Portlaoise railway station is a station on the Dublin to Cork/Limerick lines in Ireland. It is also the terminus for the South Western Commuter also called the Portlaoise Commuter Line which forms part of the Dublin Suburban Rail network in the commuter belt for Dublin. It is the busiest county town railway station in the midlands region with up to 32 trains to Dublin (10 Non-Stop) and 30 trains from Dublin (9 Non-Stop) per day.

It is situated in Portlaoise town centre, in County Laois.

==History==

Portlaoise (formerly Maryborough) railway station opened on 26 June 1847. It was designed by Sancton Wood.

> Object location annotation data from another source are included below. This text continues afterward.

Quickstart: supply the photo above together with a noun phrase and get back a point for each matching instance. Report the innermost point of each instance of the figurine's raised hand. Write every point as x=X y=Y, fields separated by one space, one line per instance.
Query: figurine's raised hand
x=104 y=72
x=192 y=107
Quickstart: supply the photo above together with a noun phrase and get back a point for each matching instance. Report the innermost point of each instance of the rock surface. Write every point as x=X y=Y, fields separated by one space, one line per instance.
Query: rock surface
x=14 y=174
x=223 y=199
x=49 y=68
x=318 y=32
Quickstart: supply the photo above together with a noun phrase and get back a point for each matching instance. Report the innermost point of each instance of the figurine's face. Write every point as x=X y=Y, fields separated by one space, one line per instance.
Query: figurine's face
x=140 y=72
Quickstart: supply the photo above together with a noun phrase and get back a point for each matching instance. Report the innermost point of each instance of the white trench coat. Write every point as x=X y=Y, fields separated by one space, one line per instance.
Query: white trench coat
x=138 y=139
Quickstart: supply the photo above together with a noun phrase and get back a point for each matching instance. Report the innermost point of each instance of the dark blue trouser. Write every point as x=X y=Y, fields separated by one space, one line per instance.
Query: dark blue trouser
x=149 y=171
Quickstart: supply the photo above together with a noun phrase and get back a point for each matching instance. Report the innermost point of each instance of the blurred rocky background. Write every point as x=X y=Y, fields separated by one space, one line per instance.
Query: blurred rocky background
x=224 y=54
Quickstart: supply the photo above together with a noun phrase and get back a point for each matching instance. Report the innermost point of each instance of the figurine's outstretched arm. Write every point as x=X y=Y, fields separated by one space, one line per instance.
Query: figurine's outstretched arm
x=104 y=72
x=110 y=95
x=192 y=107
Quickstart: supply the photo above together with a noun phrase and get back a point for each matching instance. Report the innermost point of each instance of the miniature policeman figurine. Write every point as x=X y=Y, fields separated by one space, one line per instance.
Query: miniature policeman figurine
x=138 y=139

In March 2008, Irish Rail opened a new Traincare depot south-west of Portlaoise town centre (officially opened on 25 July 2008).
The depot provides a high quality maintenance and servicing facility for the 183 intercity railcars and some facilities for outer suburban railcars serving the Dublin - Portlaoise route. Irish Rail also have their Permanent Way depot South of the station.

== Service ==

=== Train Services ===
Station services include but not limited to parking on both sides of station, coffee served daily from 5am by “bloom coffee box” accessibility aids and much more

| Preceding station | Iarnród Éireann |  |  | Following station |
|---|---|---|---|---|
| Dublin Heuston or Portarlington |  | InterCity Dublin-Cork railway line |  | Ballybrophy |
| Portarlington |  | Commuter South Western Commuter |  | Terminus |

=== Bus Services ===
TFI Local Link routes 828, 850, and 858 serve the station providing links to locations such as Thurles, Roscrea, Cashel, Urlingford, Durrow and Abbeyleix and in the other direction to the Midland Regional Hospital, Portlaoise. The bus stop is located just outside the station building on Station Road (accessed via stairs from Platform 1).